At the same time, the relatively robust government assistance provided in the initial stages of the crisis has shown how social insurance programs can protect workers' incomes and health without precipitating the calamity that many in the corporate media were predicting would be caused by the "moral hazard" of poor people having a modicum of economic security.
These experiences have helped to generate a new "pandemic politics." On the one hand, corporate America is desperate to restore austerity and labor discipline. On the other hand, working people are fed up with the abuses, inequalities, racial disparities and privileges that were laid bare by the crisis and are seeking out individual and collective ways to leverage their power and turn the tables on a rigged system. Overshadowing everything is the threat of right wing authoritarianism and the danger that the corporate elite will embrace it as they seek to maintain control.
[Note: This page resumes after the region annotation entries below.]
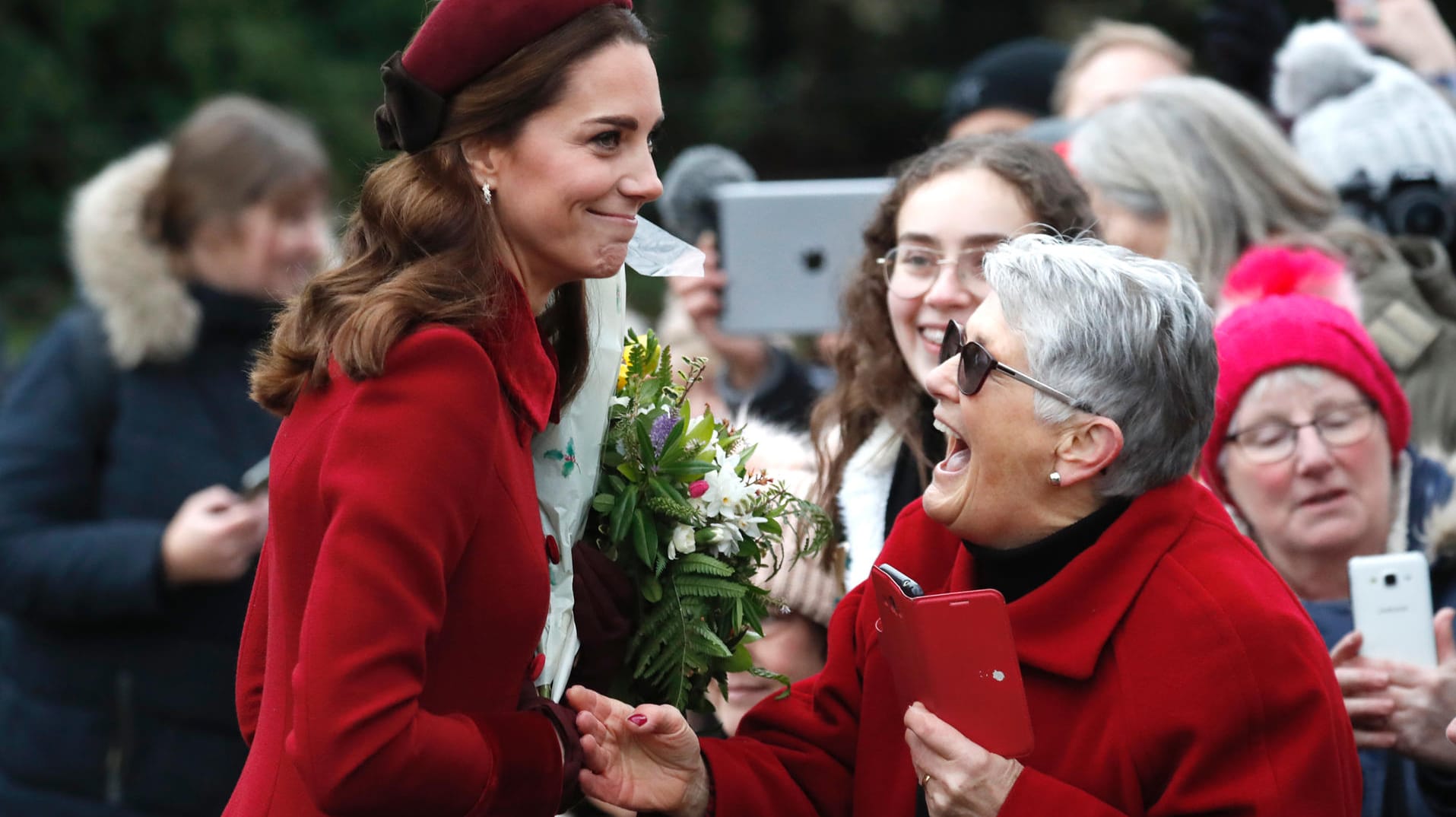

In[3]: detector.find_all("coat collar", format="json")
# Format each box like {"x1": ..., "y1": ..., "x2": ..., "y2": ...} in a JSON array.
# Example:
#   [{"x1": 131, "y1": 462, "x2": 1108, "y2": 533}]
[
  {"x1": 887, "y1": 476, "x2": 1205, "y2": 680},
  {"x1": 477, "y1": 269, "x2": 557, "y2": 434}
]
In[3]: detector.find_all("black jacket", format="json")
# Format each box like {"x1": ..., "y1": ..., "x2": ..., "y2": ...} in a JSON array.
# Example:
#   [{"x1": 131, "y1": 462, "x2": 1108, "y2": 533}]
[{"x1": 0, "y1": 146, "x2": 278, "y2": 817}]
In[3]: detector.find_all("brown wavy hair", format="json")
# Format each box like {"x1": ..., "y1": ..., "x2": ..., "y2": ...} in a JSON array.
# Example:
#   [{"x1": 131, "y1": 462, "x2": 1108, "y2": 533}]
[
  {"x1": 252, "y1": 6, "x2": 651, "y2": 415},
  {"x1": 810, "y1": 134, "x2": 1093, "y2": 539}
]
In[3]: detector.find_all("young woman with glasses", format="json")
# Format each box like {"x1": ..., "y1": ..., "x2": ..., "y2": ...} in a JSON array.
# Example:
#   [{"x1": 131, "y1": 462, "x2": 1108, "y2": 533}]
[
  {"x1": 1203, "y1": 296, "x2": 1456, "y2": 817},
  {"x1": 566, "y1": 234, "x2": 1360, "y2": 817},
  {"x1": 811, "y1": 135, "x2": 1092, "y2": 587}
]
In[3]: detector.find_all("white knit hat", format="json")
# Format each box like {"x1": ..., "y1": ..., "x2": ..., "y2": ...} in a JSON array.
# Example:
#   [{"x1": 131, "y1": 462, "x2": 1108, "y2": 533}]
[{"x1": 1273, "y1": 21, "x2": 1456, "y2": 196}]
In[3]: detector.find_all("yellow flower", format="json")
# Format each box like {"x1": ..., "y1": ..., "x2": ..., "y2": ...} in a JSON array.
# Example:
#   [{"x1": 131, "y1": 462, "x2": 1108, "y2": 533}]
[{"x1": 617, "y1": 335, "x2": 662, "y2": 378}]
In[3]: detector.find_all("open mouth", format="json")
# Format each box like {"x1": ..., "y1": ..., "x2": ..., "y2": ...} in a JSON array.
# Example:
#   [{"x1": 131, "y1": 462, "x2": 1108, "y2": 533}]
[
  {"x1": 916, "y1": 323, "x2": 945, "y2": 355},
  {"x1": 587, "y1": 210, "x2": 636, "y2": 224},
  {"x1": 934, "y1": 417, "x2": 971, "y2": 473}
]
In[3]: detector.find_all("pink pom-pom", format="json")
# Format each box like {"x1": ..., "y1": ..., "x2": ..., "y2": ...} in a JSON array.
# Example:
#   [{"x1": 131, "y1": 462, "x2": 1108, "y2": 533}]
[
  {"x1": 1217, "y1": 245, "x2": 1360, "y2": 320},
  {"x1": 1223, "y1": 245, "x2": 1345, "y2": 300}
]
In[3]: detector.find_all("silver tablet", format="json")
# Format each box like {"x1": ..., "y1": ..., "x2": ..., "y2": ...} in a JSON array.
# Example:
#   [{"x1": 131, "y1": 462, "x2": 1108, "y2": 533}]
[{"x1": 716, "y1": 178, "x2": 894, "y2": 335}]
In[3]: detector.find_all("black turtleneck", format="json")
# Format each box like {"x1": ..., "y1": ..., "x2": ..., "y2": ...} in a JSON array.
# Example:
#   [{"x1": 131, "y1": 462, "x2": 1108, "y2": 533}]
[
  {"x1": 966, "y1": 498, "x2": 1131, "y2": 604},
  {"x1": 916, "y1": 498, "x2": 1131, "y2": 817}
]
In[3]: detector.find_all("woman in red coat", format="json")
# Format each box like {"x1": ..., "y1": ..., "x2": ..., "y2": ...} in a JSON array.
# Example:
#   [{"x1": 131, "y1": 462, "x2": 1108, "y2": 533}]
[
  {"x1": 227, "y1": 0, "x2": 662, "y2": 817},
  {"x1": 568, "y1": 236, "x2": 1360, "y2": 817}
]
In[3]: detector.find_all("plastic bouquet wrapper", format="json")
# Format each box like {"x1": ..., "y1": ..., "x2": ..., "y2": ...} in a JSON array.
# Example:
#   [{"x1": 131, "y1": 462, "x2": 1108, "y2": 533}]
[
  {"x1": 531, "y1": 218, "x2": 703, "y2": 701},
  {"x1": 588, "y1": 331, "x2": 830, "y2": 712}
]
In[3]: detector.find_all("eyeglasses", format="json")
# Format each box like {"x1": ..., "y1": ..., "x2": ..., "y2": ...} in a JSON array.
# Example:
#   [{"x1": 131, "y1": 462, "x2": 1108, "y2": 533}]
[
  {"x1": 941, "y1": 320, "x2": 1096, "y2": 414},
  {"x1": 1225, "y1": 400, "x2": 1376, "y2": 465},
  {"x1": 878, "y1": 245, "x2": 996, "y2": 298}
]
Out of this crucible a worker based recovery program is emerging. We believe that the fight for Medicare for All must be a central tenet of such a program. Here are five reasons why:
- The healthcare meltdown continues unabated. Unlike the rest of the industrialized world, 10% of U.S. adults under 65 were uninsured at the height of the pandemic and one-third of those with insurance and one-half of those without were saddled with medical debt. Where private insurance failed, social insurance stepped in as 6% of workers lost their employment based coverage and public insurance programs stepped up to fill the gap. Healthcare costs continue to increase faster than workers' wages and are projected to increase 6.5% in 2022. Employment based health insurance has been proven unsustainable and must be replaced by a program of universal social insurance like Medicare for All.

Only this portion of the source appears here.